A ride in the back of a classic car, soaking up the sun and casual sin of 1969 L.A is the aim for Once Upon a Time in Hollywood, but true to form, that particular road is neither straightforward or well travelled in the world of Quentin Tarantino.
The hotly anticipated and first Tarantino film post-Weinstein is an unusual marrying of fact and fiction where Rick Dalton (DiCaprio), a waning film star finds himself neighbour to Sharon Tate (Margot Robbie) as he and his stuntman (Brad Pitt) fall out of movie favour and see their lives take a surreal left turn. Meanwhile Tate finds herself blooming into a media darling and attracting all sorts of attention.

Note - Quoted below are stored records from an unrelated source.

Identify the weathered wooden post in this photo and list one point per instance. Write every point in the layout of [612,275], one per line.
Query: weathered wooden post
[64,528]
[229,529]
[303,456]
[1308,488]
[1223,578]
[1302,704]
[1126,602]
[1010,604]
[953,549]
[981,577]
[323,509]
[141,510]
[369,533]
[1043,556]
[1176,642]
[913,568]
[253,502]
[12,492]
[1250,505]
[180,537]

Combining the very real Tate and fictional Dalton makes for an interesting story once you add the Manson family, Roman Polanski, Bruce Lee, a flamethrower and some artistic license. The trick to enjoying it it is not to take anything too literally and acknowledge, certainly by the end of the film, that this is a different 1969 to the one we know, where Dalton and Booth instigate the difference. Otherwise the feel and look of the late 1960s has been meticulously reconstructed; from TV shows, to radio broadcasts, advertising campaigns, shopping products, cars, fashion. It’s all there and it looks and sounds absolutely wonderful.
OUATIH’s strengths and weaknesses are both reflected in its length. Getting on towards three hours there is plenty time to examine several genres quite fully; horror at the Spahn Ranch and comedy/drama depending on the movie set or the boys’ mood. But the choppy, scrapbook-like story means that not all of the scenes are necessary: We know Dalton is fragile because Leo plays him that way – we didn’t need 3 scenes to hammer the point home. But to praise the length, the amount of time spent in Tarantino’s 1969 is wonderfully immersive. He could have given us 3 hours driving around the desert with Dalton and Booth conversing and it would still have been fun, just maybe not five star viewing.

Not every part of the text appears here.